Still, the results could be “revolutionary,” says immunologist Linrong Lu of the Shanghai Institute of Immune Therapy at Shanghai Jiao Tong University School of Medicine, who was not involved in the study. CAR-T cell therapy it has been used for several types of cancer, but is still being tested for autoimmune diseases (Serial number: 2/2/22).
In the new study, all five participants went into remission without the need for additional drugs beyond the genetically modified CAR-T cells. The target of those modified cells — key immune cells for fighting infection — returned a few months after they were removed. Some of those cells are primed to attack viruses and bacteria, but not the healthy cells of the study participants.
It is unknown how many people worldwide have lupus, a painful disease in which some immune proteins called antibodies attack healthy tissues and organs (Serial number: 04/25/19). It is estimated that between 161,000 and 322,000 people in the United States are living with the most common form called systemic lupus erythematosus. While there are effective therapies, those treatments don’t work for everyone.
All five people in the study had this common form with symptoms resistant to multiple commonly used lupus drugs, such as hydroxychloroquine.
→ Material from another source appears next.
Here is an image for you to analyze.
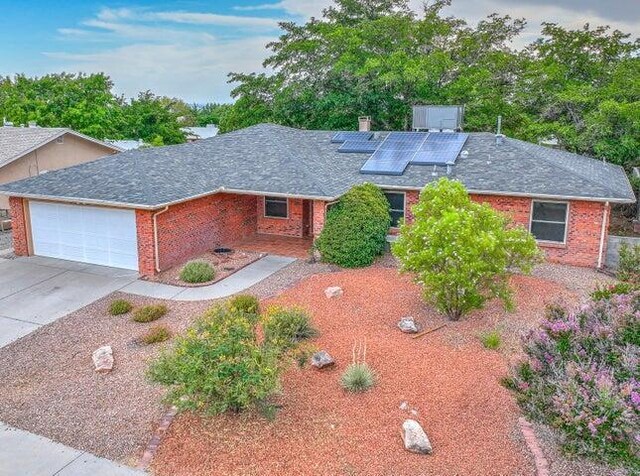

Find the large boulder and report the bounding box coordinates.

But laboratory studies in mice hinted that CAR-T cells might help. So immunologist Georg Schett and his colleagues took T cells from each patient and genetically modified the cells to track down and kill all the antibody-producing cells. The five participants, four women and one man aged 18 to 24, were in remission three months after being treated with the altered cells.
The antibody-producing cells, called B cells, disappeared from the blood samples when CAR-T cells killed them. But B cells are an important defense against infectious diseases like measles. Fortunately, the immune cells did not disappear permanently, says Schett, of the Friedrich-Alexander-Universität Erlangen-Nürnberg in Germany. A few months later, the patients’ bone marrow had produced more. The B cells had returned; lupus was not.
“Which means, in a way, that we have a reset of the immune system in these young people,” says Schett.
Typically, the immune system has checkpoints that eliminate attacking cells from the body rather than a foreign invader. Autoimmune diseases like lupus occur when these self-recognizing and self-attacking cells escape scrutiny. For lupus to come back, says Schett, the same mistake may have to happen twice. “So far we think the disease is gone.”
To be sure, the team needs more time to follow the participants. In August 2021, the researchers reported in the New England Journal of Medicine that the first treated participant, a 20-year-old woman, was in remission three months after receiving the drug. Now, that patient has been healthy for a year and a half, says Schett. The other four have been healthy for six months to a year. Time will tell how long these people will remain lupus free.
It is not yet clear which people might benefit most from CAR-T cell therapy. The symptoms and severity of lupus vary from person to person. The treatment might, for example, be more helpful for patients who are in the early stages of the disease before it becomes too severe, says Lu. Still, if future clinical trials prove effective, CAR-T cell therapy could be another way to offer hope to patients with the disease.